Biscuit was too professional to let on that anything was wrong. He leapt forward, the morning sunlight shining in his dark fur.
Reeves hesitated as they approached the first jump.
Biscuit, ever perceptive, stopped on a dime.
Reeves turned pink up to his hairline and yanked on the leash.
Biscuit trotted up obligingly.
“Keep up, mutt,” Reeves snarled.
“Easy,” Veronica called to him. “Always respect your partner - whether he has four legs or two.”
Reeves scowled at her.
She told herself he must be squinting in
to the light.
“This is a great example,” she told the others, waving them over. “Part of the K-9’s training is obedience.
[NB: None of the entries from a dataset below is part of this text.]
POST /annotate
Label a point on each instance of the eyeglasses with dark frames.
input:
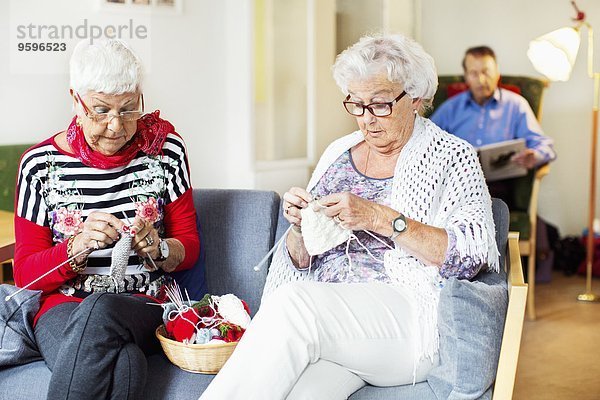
(105, 118)
(377, 109)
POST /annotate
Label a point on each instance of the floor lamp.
(553, 55)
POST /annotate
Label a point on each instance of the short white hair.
(105, 66)
(402, 58)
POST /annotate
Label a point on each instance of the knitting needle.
(148, 258)
(7, 298)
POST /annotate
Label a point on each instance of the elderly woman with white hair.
(410, 204)
(110, 199)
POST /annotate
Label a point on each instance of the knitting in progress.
(320, 232)
(120, 258)
(118, 265)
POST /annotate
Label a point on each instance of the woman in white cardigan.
(413, 203)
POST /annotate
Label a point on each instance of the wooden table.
(7, 239)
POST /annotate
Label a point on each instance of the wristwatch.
(399, 225)
(163, 250)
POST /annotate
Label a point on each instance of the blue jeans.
(96, 349)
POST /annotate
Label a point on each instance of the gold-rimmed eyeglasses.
(105, 118)
(377, 109)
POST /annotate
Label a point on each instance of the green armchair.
(9, 165)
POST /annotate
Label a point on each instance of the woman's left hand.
(146, 240)
(352, 211)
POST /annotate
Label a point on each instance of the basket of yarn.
(199, 336)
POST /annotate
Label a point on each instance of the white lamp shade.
(554, 53)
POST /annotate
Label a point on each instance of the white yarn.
(320, 232)
(437, 181)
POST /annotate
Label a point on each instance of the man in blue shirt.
(487, 114)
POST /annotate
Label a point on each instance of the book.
(496, 161)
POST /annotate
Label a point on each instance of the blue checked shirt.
(505, 116)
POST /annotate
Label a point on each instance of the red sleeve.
(180, 224)
(35, 255)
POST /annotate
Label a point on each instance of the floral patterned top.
(355, 264)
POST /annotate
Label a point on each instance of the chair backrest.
(9, 165)
(237, 230)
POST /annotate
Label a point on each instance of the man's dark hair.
(479, 51)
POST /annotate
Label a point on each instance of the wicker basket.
(196, 358)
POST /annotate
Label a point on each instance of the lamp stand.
(589, 296)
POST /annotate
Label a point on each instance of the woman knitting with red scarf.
(114, 173)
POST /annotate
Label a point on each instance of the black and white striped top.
(55, 190)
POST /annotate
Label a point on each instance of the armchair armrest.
(513, 327)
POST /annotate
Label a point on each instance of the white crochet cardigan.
(437, 181)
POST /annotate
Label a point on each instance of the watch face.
(399, 224)
(164, 249)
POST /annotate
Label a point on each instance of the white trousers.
(313, 340)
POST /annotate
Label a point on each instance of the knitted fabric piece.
(320, 232)
(120, 259)
(437, 181)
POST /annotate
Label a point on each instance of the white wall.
(449, 27)
(200, 79)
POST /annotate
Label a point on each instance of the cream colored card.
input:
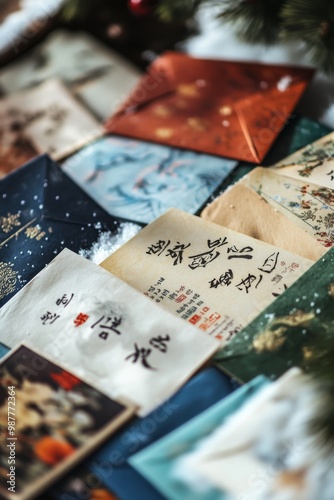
(104, 331)
(307, 205)
(50, 420)
(208, 275)
(45, 119)
(98, 76)
(241, 209)
(314, 163)
(234, 458)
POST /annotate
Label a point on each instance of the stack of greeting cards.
(160, 299)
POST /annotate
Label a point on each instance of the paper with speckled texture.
(286, 332)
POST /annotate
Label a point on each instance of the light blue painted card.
(162, 463)
(139, 181)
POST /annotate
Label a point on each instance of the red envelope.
(231, 109)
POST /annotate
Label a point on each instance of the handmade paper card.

But obedience only gets you so far. When the shit hits the fan, you want your partner to have intuition.”
Morrison was nodding up and down, as were Carlson and Fletcher, two of the other candidates.
“So if he’s so intuitive why didn’t he pick up on the fact that I want him to jump?” Reeves demanded.
“You hesitated,” Veronica said matter-of-factly. “He could tell you weren’t sure what you wanted. And he was giving you time to decide.”
“What are you talking about?” Percy’s machismo was coming out. She’d seen the same thing a dozen times in candidates - wrong candidates. “Believe me, I know what I want. This dumb dog just needs to know I’m in charge.”
Veronica found her eyes drawn back to Biscuit.
The noble creature studied his current handler, his posture and the tilt of his head indicating a mannerly curiosity.
“Let’s take a quick break,” Veronica said. “Percy, stick with me for a minute. Everyone else go grab a drink of water. Meet me back here in ten.”